Louisa Chalal, parent d’élève qui a soutenu la mobilisation et qui
assiste aux conseils de discipline au collège où son fils est
scolarisé, raconte que certains élèves ne savent pas lire correctement
en 4e et qu’ils perturbent la classe, faute de s’y sentir
bien. Cette aide-soignante de 48 ans s’inquiète :
« Quel
avenir offre-t-on à ces enfants ? La Guyane a besoin de
respirer »
, conclut-elle.

Dans les propos
des uns et des autres, un terme surgit spontanément, « le
mépris »
. Pour eux, si la situation est si dégradée c’est
parce que l’institution porte peu de considérations à l’outre-mer,
que ce soit la Guyane ou Mayotte. « Il y a un gros retard
à combler par rapport à la métropole mais comme ce sont des Noirs et
des Amérindiens, tout le monde s’en fiche »
, rapporte l’un des
acteurs éducatifs qui souhaite rester anonyme. Il a épluché les
différentes statistiques, éloquentes tant elles traduisent le dénuement
du territoire.

L’éducation
prioritaire, d’impulsion mitterrandienne, est née au début du
septennat, portée par Alain Savary en 1982. Le ministre entendait, en
créant les ZEP, marquer une rupture forte en remettant en question le
mythe de l’équité républicaine. Finie la répartition égalitaire des
ressources, il faut désormais donner davantage à ceux qui ont moins,
comme en Guyane.

Pour déterminer
les réseaux bénéficiaires, la
réforme de l’éducation prioritaire annoncée fin 2014

a été conçue de façon qu’il soit tenu compte dans ses calculs de quatre
critères principaux : le pourcentage d’élèves issus des catégories
sociales défavorisées, celui des élèves issus de zones urbaines
sensibles, le pourcentage de ceux en retard à l’entrée en 6e
et le taux de boursiers.

Les acteurs
éducatifs qui se sont mobilisés le reconnaissent, même ces mesures sont
toujours insuffisantes pour résorber les inégalités. « Ce
classement n’est pas la panacée mais ça permet d’avancer et
symboliquement on est pris en compte »
, reconnaît Alexandre
Dechavanne. Tous rappellent que le département abrite la base de
lancement de la fusée Ariane à Kourou, symbole de la haute technologie
française mais estiment que la Guyane ne peut se résumer à cela. Il y a
quelques années, le FSU en avait même fait un slogan : « En
Guyane, la fusée décolle mais pas l’école. »

Sans compter que
le territoire n’attire pas les foules. Il est difficile de stabiliser
les équipes, alors même qu’il s’agit de l’une des conditions
essentielles pour réussir à mener des projets et souder les
professeurs. Près de 300 contractuels, souvent peu expérimentés,
pallient le manque de personnel. Fabienne Rochat résume l’équation
ainsi : « On est loin et c’est difficile. La démographie
pousse. Il y a beaucoup de demandes des enseignants pour sortir de
Guyane lors des mouvements de personnels. Au moins la prime adossée au
REP+ peut permettre de corriger cela. »

De son côté,
Sarah Ebion pointe le déficit en terme d’accompagnement des personnels
nouvellement arrivés. Ceux-ci sont souvent désarçonnés par ce qu’ils
découvrent. Les locaux sont délabrés et les élèves en grandes
difficultés, de tout ordre. « Dans le premier degré, le
concours est très ouvert, du coup nous avons des stagiaires qui ne sont
pas toujours bien accompagnés. »
D’autant que, souligne la
responsable syndicale, l’école, avec la gendarmerie, sont les seuls
services publics qui demeurent. Il faut être solide. Certains craquent.
Alors même que les familles placent beaucoup d’espoir dans l’école
perçue comme un levier d’ascension sociale.

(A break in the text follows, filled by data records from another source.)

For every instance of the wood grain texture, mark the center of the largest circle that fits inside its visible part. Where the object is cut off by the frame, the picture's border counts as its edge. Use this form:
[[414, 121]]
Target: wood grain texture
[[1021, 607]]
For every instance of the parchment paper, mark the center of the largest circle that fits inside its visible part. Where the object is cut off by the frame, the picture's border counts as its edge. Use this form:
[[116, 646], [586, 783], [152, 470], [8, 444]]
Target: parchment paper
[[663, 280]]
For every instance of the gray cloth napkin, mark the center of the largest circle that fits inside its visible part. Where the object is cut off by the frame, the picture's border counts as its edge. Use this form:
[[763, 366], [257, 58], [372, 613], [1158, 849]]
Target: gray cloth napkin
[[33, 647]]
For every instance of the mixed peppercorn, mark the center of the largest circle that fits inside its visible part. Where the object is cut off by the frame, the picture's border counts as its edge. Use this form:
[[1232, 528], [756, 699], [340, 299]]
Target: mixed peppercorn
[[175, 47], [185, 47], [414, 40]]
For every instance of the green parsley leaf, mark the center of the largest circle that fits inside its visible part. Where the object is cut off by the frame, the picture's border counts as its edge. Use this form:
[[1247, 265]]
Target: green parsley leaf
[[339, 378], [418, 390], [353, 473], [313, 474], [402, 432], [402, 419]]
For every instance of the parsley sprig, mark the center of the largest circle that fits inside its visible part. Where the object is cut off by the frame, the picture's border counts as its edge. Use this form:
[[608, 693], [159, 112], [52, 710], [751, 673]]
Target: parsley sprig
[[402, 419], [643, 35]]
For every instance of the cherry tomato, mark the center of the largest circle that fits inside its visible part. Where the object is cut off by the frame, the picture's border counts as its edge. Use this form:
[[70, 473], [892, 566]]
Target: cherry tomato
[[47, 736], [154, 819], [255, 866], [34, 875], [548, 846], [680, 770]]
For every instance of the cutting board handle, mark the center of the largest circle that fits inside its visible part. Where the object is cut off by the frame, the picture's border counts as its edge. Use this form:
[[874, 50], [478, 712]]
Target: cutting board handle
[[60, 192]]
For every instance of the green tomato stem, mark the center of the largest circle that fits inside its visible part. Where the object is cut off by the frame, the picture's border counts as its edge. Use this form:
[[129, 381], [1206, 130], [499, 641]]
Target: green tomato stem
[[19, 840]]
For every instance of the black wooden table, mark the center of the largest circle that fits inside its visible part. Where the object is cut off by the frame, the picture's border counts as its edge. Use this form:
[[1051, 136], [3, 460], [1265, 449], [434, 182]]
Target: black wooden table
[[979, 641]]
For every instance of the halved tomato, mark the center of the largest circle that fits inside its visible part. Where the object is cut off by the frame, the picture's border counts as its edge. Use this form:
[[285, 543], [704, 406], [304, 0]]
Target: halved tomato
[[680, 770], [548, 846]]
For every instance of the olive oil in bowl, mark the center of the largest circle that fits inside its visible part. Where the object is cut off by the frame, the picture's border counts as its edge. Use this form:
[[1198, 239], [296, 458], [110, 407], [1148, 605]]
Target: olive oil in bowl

« Nous sommes à l’écoute de tous les maux de la société. De
fait, les collègues s’engagent beaucoup sur leur temps libre, financent
parfois eux-mêmes leur matériel.
Ici, l’école a un
réel rôle à jouer, encore plus que dans les banlieues de
métropole »
, estime Alexandre Dechavanne. « Encore
faut-il qu’on en ait les moyens… »
, ajoute-t-il. Le ministère
semble, pour une fois, avoir entendu ces demandes.